Getting On With It

 I am learning – relearning – what it means simply to get on with it. 


A week ago today I had my procedure. I keep saying that: I should be saying clearly that a week ago today. I had my surgery. The good news is that I seem to be coming along nicely. The small wounds across my body from the robotic scope are still a little tender to the touch, but they don’t bother me moment by moment. The same is true of the hole in the back where I used to have the drain from my kidney. I’m doing a little more each day, and I have had my first shower. That was lovely.


It was also a little frightening. Something about showering always catches my more painful knee and I have to work around that. While I have been told I can shower, I have been cautioned against the tub bath or a hot tub or anything that would keep all of these little wounds submerged. So, I find myself stopping to wonder just how wet is too wet.

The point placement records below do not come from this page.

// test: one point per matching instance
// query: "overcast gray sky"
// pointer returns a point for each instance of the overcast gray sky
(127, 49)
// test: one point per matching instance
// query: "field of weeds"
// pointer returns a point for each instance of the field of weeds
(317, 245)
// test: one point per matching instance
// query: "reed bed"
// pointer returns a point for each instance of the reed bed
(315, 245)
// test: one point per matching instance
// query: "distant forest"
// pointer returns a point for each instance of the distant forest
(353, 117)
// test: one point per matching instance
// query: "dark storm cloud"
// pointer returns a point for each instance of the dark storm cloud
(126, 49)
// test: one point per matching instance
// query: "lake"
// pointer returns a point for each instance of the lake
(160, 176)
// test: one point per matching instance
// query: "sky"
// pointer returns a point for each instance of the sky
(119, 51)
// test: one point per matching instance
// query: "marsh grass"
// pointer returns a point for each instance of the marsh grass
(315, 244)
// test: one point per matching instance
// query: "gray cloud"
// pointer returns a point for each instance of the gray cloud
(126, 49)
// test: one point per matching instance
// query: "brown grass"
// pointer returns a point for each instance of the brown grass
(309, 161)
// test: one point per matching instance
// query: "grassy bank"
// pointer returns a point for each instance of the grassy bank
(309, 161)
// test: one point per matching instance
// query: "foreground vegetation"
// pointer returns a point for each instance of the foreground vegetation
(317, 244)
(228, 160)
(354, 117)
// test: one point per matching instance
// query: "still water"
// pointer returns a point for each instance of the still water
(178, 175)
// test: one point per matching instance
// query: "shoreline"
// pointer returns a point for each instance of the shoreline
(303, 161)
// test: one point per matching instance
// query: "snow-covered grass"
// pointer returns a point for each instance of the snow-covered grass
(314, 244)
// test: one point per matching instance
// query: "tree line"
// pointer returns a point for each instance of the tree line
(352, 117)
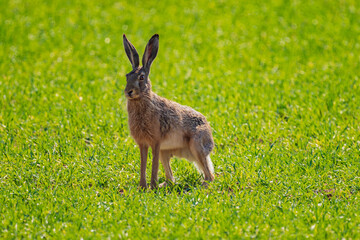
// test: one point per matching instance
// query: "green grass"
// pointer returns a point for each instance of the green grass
(277, 80)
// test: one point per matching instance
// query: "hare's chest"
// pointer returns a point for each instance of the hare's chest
(142, 128)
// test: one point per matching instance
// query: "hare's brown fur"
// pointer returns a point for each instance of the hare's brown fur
(169, 128)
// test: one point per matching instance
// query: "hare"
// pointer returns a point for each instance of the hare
(170, 129)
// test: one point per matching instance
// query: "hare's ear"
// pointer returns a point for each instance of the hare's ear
(131, 53)
(150, 52)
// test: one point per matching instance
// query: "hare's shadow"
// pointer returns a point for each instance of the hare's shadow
(186, 184)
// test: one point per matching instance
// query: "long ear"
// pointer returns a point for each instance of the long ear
(150, 51)
(131, 53)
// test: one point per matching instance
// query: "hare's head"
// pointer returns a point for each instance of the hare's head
(138, 82)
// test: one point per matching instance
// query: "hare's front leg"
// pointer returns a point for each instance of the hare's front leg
(143, 156)
(155, 165)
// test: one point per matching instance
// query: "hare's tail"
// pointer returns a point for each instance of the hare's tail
(209, 163)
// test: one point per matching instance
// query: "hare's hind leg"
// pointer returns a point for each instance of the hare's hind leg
(165, 157)
(201, 153)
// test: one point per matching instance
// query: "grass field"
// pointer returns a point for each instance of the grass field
(277, 80)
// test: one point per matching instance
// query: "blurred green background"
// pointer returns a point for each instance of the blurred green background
(277, 80)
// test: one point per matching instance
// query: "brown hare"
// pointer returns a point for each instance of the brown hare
(170, 129)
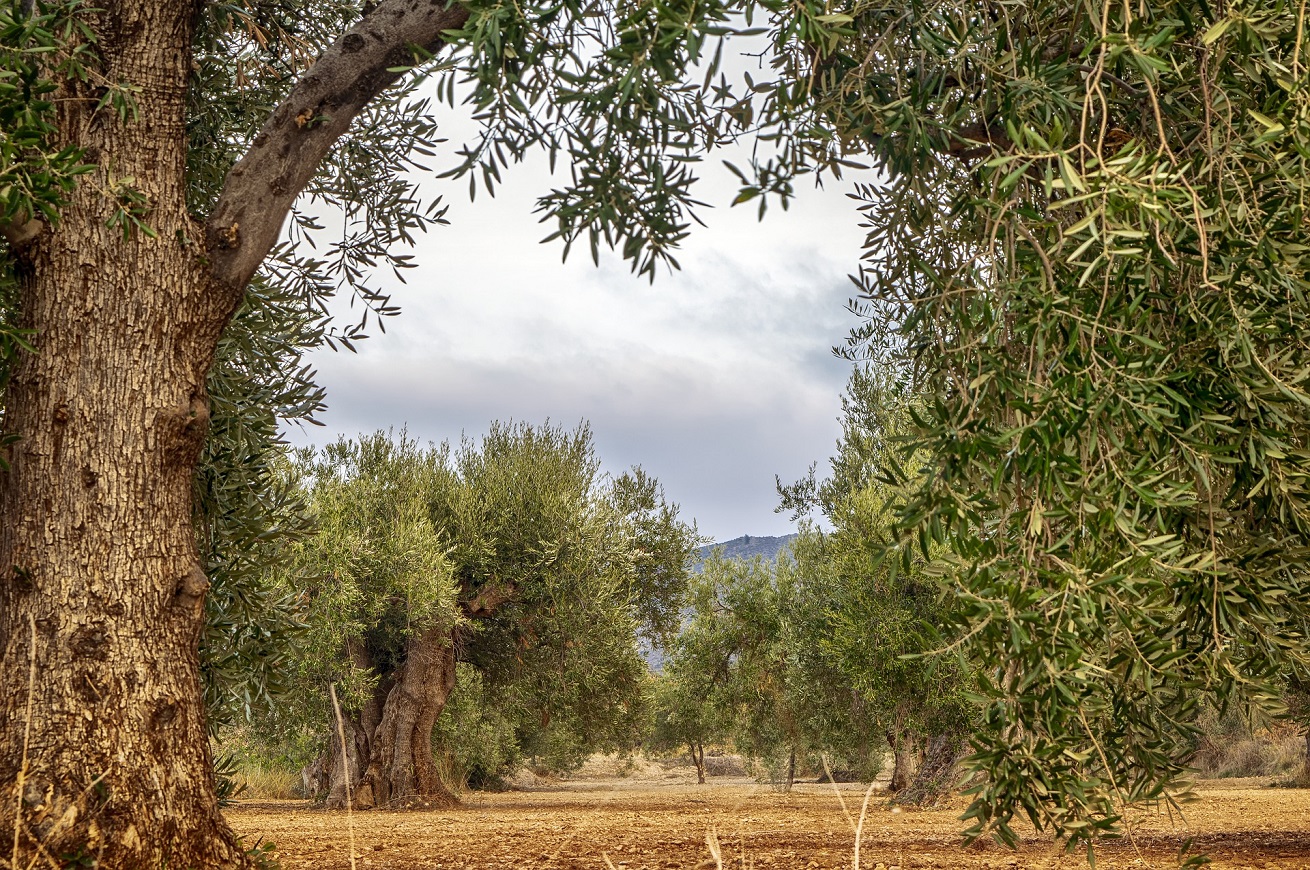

That’s what things are like at this point: I’m now safe enough and comfortable enough past the operation itself that I begin to worry about other little things. Inside me, where we cannot watch it day by day, a small piece of tissue from my cheek has been wrapped around the gap in my ureter to make the bypass. It has also been wrapped with some of my belly fat (quit your snickering!) so that blood vessels can actually grow around it to to supply blood to the new tissue. Of all of the things I worry about from this surgery, the one that bothers me most is that bypass scarring in the way my ureter did. I can feel where the tissue was taken from my cheek. It doesn’t hurt, and having bitten my cheek before I know that, given time, it will all fill in and grow back. I can know what’s happening there. I can’t know what’s happening with that bypass, and that not knowing frightens me.


There are other things going on that I can reference but not really know about. My PSA was just a smidge higher at the day of the operation and then it had been at the last one. But until I have healed from this at least enough to start focusing on that, it’s also something that I know something is going on but I don’t know what’s going on.


This is not the first time in my life I have had to get on with things, unsure what was going on. Honestly, that’s a large part of the human experience. It’s just that it is so much more somehow intimate when we’re talking about these small and scattered structures and cells of my body. That intimacy makes it somehow more poignant, more acute.


just to get on with it requires hope. It requires a sense that there is something to enjoy, something to be blessed by, at some point in the getting on. I could say “when it’s over,“ but until we see the Lord again it’s never really over. So, there is hope that there is value in getting on with it. Easter helps with that. It was an interesting Easter, engaging online from my bed. It was in its way lovely. I watched the vigil in one church and Easter Sunday morning in two others. They were all different, and they all also reinforced hope. I am not alone in this. We are not alone in this. There is a promise beyond “just getting on,“ and what is promised is good.